搬送物の重量、底面、ローラー径、間隔を確認し、適切な傾斜へ調整します。

接続部分に段差があると、箱が引っかかったり、転倒したりする可能性があります。

複数のフレームを接続し、中心と高さをそろえます。

駆動ローラーコンベヤでは、チェーンやベルトの張りも確認します。

ベルトコンベヤの据付

ベルトコンベヤでは、フレームの水平、プーリーの平行、ベルト張力が重要です⚙️

ベルトが片側へ寄る蛇行が発生すると、フレームへこすれ、ベルト端部が傷みます。

蛇行の原因には、フレームのねじれ、プーリーのずれ、張力差、荷物の偏りなどがあります。

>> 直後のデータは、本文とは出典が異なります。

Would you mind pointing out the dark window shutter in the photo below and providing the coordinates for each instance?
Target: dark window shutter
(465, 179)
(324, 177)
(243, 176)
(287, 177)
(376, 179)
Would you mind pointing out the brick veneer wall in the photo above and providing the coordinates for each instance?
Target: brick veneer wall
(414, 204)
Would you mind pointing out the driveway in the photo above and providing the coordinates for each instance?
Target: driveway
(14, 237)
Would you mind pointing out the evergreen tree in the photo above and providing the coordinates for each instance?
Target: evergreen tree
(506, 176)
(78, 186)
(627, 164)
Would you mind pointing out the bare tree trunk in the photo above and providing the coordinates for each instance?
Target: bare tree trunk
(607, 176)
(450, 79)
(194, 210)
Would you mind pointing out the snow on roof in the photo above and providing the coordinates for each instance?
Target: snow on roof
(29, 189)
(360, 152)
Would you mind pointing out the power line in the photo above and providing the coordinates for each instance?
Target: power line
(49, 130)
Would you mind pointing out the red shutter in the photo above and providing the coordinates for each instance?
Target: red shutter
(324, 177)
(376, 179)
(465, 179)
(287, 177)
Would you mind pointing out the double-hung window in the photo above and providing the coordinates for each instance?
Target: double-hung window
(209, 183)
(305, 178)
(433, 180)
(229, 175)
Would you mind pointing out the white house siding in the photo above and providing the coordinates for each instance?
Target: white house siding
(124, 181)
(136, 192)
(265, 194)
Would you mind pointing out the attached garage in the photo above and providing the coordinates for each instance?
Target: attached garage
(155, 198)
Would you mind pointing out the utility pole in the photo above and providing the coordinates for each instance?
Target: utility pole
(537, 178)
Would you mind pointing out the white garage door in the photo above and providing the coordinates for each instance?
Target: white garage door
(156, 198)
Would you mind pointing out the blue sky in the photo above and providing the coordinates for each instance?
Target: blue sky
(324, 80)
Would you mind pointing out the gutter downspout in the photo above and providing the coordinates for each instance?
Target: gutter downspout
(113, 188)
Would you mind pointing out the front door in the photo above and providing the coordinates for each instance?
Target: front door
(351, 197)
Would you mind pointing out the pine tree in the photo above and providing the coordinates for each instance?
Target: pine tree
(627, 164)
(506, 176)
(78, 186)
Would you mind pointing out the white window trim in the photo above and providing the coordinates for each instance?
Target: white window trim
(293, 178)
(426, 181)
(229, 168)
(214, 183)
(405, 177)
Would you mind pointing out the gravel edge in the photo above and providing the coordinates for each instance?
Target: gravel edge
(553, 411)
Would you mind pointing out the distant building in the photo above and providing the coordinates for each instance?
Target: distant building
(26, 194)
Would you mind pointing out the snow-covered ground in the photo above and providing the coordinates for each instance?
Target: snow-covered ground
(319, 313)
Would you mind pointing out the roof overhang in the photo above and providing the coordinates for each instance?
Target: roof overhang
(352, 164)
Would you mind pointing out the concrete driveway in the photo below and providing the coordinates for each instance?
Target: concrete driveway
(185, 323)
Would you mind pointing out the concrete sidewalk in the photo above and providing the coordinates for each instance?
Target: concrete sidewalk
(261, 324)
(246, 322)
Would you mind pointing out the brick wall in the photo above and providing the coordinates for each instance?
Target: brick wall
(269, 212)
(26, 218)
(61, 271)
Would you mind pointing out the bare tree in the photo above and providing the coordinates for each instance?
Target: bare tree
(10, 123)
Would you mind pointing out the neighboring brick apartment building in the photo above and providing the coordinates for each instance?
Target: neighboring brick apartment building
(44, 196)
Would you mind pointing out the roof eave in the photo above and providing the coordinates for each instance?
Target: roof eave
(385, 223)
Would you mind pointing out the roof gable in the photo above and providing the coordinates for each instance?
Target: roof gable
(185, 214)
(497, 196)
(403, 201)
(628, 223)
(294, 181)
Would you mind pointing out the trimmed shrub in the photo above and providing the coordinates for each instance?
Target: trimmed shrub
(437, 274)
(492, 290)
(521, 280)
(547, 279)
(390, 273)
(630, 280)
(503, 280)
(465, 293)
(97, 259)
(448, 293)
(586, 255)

無負荷状態だけでなく、実際の荷物を流した状態でも確認します。

調整は一度に大きく動かさず、少しずつ変化を確認しながら行います。

ベルト接続部に段差やねじれがあると、振動や摩耗の原因になります。

チェーンコンベヤの施工

パレットや金属製品などの重量物搬送には、チェーンコンベヤが使われます⛓️

複数本のチェーンを平行に配置し、荷物を支えながら搬送します。

チェーンの高さや張りがそろっていないと、一部へ荷重が集中します。

駆動軸と従動軸の平行を確認し、適切な張力へ調整します。

張りすぎれば軸受やモーターへ負担がかかり、緩すぎればチェーンが外れたり、衝撃が発生したりします。

給油が必要な設備では、潤滑状態を確認します。

食品や清潔さが求められる場所では、潤滑剤の種類や飛散防止にも注意します。

垂直搬送機の設置

垂直搬送機は、荷物を階の間で上下へ搬送する設備です⬆️⬇️

フレームやレールの垂直度が正確でなければ、搬送台が滑らかに動きません。

各階の搬入口と搬送台の高さを合わせ、台車や荷物が引っかからない状態へ調整します。

扉や安全柵には、搬送台が到着していない状態では開かないインターロックを設けます🛡️

昇降路内へ人が入らないよう、開口部や点検扉も安全に施工します。

建物側の鉄骨や床と設備を接続する場合は、荷重や振動の伝わり方も確認します。

自動倉庫の高精度施工

自動倉庫では、高層ラックの間をスタッカークレーンが走行し、荷物を自動的に出し入れします🤖

レール、ラック、センサー、搬送装置の位置関係に高い精度が求められます。

走行レールに曲がりや高さの差があると、振動や摩耗が増えます。

長い距離にわたり、直線性と水平を測定します。

ラックの保管位置も、クレーンが正確に荷物を入れられる寸法へ仕上げます。

機械とラックを別々に施工するのではなく、全体の基準を統一することが重要です。

安全カバーとガード

コンベヤには、チェーン、ギア、ローラーなど、人が触れると危険な部分があります⚠️

回転部や挟まれ部へ安全カバーを設置します。

点検時には外せる構造としながら、通常運転中に簡単に開かないようにします。

非常停止ボタンや引きひもスイッチは、作業員がすぐ操作できる位置へ設置します🛑

コンベヤが通路の上を通る場合は、落下物防止カバーや点検用通路も必要です。

完成検査と寸法確認

施工完了後は、図面と照合し、設備位置、高さ、通路幅、アンカー、ボルトなどを確認します✅

ボルトの締め忘れ、ロック金具の不足、安全カバーの未施工がないかを点検します。

ラックでは、荷重表示や注意表示も確認します。

コンベヤでは、手動でローラーやチェーンを動かし、引っかかりがないかを見ます。

施工中に発生した傷や塗装剥がれは、必要に応じて補修します。

まとめ

物流設備工事では、ラック、棚、コンベヤ、垂直搬送機、自動倉庫などを正確に組み立てます🏗️

大型部材を扱いながら、水平、垂直、直線性、張力などを細かく調整しなければなりません。

設備が動けばよいのではなく、長期間安全に荷物を保管・搬送できる状態へ仕上げることが重要です。

正確な組立、確実な固定、安全カバー、完成検査まで責任を持つこと。